I also think that the FDA will look for those for phase 3 design, meaning you look at HbA1c reduction at your primary as 26 weeks and your secondary as 52 weeks in concurrence with a safety review. Those are the primary things we look for. If you take that into consideration, what does that mean? That means I may not have to do the thousands of patient studies because I'm not having to follow the guidelines for chronic agents and chronic treatment of type 2 diabetes. Those large phase 3 studies that you are accustomed to, we think we will not need. We are more in the hundreds of patients for our phase 3 design. Yet, obviously, we have to prove it in the phase 2s that we're now embarking upon. Is that okay, Cha Cha?
Thank you so much.
Yeah. Okay.
As a friendly reminder, if you'd like to ask a question, please press star one one. Our next question comes from Edward Tenthoff of Piper Sandler. Edward, your line is open.
Great. Thanks, and, congrats on the very compelling data. Just a quick follow-up and maybe a little bit more detail on this next study. You said you would follow patients up for 52 weeks and/or longer. I apologize if I missed this, but would these trials have longer-term dosing with icovamenib? Do you think that's even necessary? Thank you.

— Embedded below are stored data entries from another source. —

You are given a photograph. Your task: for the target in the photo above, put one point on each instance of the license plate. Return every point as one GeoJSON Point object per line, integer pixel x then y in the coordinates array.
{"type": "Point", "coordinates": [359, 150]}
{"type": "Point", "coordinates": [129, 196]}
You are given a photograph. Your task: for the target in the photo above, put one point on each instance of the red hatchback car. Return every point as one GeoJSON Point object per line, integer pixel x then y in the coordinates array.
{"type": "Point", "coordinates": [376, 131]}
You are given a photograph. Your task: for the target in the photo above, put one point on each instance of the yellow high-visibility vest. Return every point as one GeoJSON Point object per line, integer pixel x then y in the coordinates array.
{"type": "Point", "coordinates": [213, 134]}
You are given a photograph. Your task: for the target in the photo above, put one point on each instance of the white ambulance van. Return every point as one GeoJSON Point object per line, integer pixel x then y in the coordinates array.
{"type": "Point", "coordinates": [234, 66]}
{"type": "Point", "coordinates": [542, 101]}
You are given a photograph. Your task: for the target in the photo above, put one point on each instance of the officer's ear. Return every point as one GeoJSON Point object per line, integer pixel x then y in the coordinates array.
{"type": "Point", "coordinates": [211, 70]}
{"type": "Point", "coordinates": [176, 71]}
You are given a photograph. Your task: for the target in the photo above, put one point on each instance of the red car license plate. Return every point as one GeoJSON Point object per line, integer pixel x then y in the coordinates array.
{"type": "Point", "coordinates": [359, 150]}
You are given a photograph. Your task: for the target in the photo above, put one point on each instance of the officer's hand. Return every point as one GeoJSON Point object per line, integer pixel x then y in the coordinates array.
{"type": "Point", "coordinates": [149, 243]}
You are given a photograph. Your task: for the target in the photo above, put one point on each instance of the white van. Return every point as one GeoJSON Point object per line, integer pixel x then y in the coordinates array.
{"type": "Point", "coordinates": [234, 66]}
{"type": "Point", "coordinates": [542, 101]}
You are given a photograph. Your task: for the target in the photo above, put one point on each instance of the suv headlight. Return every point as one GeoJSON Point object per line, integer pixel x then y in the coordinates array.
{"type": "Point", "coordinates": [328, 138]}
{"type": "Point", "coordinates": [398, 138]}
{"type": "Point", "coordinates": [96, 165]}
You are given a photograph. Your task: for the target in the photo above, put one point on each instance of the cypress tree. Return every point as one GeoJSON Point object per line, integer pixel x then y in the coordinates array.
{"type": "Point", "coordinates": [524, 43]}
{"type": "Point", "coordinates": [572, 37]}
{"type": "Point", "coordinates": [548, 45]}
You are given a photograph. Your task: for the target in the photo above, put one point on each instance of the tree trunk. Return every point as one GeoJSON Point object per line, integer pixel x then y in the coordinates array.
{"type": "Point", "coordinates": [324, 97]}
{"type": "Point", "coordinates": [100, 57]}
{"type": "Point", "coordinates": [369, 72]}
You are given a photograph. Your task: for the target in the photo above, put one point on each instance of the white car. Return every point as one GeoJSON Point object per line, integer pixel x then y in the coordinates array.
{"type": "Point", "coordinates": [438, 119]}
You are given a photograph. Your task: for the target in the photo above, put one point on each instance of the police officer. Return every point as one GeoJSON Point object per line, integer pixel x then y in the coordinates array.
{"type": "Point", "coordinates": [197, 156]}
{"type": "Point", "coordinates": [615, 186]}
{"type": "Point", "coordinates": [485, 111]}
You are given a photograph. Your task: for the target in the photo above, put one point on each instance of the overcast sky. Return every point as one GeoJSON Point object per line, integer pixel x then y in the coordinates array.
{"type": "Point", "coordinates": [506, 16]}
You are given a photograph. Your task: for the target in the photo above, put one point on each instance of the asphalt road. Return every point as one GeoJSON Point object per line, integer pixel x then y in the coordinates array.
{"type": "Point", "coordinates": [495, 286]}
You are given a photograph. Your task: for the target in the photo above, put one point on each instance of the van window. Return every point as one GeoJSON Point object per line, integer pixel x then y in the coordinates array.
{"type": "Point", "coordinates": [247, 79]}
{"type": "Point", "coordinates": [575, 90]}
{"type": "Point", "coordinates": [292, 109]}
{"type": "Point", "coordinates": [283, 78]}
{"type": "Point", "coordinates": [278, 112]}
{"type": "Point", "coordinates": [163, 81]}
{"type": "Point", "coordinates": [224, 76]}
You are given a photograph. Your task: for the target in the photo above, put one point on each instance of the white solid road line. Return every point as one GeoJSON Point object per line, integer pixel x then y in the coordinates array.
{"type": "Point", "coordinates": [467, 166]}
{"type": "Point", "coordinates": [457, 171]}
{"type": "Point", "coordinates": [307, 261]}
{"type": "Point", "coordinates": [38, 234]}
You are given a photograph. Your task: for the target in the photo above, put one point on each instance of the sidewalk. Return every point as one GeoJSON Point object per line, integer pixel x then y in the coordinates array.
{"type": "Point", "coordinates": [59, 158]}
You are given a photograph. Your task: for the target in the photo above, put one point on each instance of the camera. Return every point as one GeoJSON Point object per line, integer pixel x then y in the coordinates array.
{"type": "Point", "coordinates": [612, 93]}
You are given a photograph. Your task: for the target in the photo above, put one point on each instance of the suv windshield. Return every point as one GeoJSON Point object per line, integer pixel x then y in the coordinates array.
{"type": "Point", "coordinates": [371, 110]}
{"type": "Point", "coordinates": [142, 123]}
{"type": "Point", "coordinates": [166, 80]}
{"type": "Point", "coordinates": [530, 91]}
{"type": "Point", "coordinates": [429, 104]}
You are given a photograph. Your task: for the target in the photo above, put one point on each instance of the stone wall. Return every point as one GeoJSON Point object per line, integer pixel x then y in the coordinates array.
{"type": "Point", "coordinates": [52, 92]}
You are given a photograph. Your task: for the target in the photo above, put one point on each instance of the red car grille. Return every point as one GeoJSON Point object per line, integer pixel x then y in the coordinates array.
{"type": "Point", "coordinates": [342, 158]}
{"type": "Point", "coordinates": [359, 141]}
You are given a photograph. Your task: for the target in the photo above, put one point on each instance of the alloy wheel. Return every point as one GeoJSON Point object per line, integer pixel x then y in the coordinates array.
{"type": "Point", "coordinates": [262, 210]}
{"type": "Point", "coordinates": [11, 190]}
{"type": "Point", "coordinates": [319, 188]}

Right now, I feel like we already know we're going to get good results with 12 weeks of dosing. We're going to pursue that as a sort of strategy for registration at this stage. Whether we will need to come back later with additional dosing, obviously, we'll need to see what data happens over time. I think right now, it's not, as I said before, it's not sensible for us to go in too many directions. I think we want to make sure that we can drive forward with a 12-week therapy. If we get a registration and we get on the commercial side, then we can investigate some of these other pieces.
Great. That's super helpful and a very differentiated profile. Thank you.
Thanks a lot.
I am showing no further questions at this time. I would like to hand the call back to Mitch , CEO, for closing remarks.
Thank you very much for joining the call today. We appreciate your continued interest and support. This now concludes the call. Thank you.
We do appreciate your patience. Thank you for participating. You may now disconnect.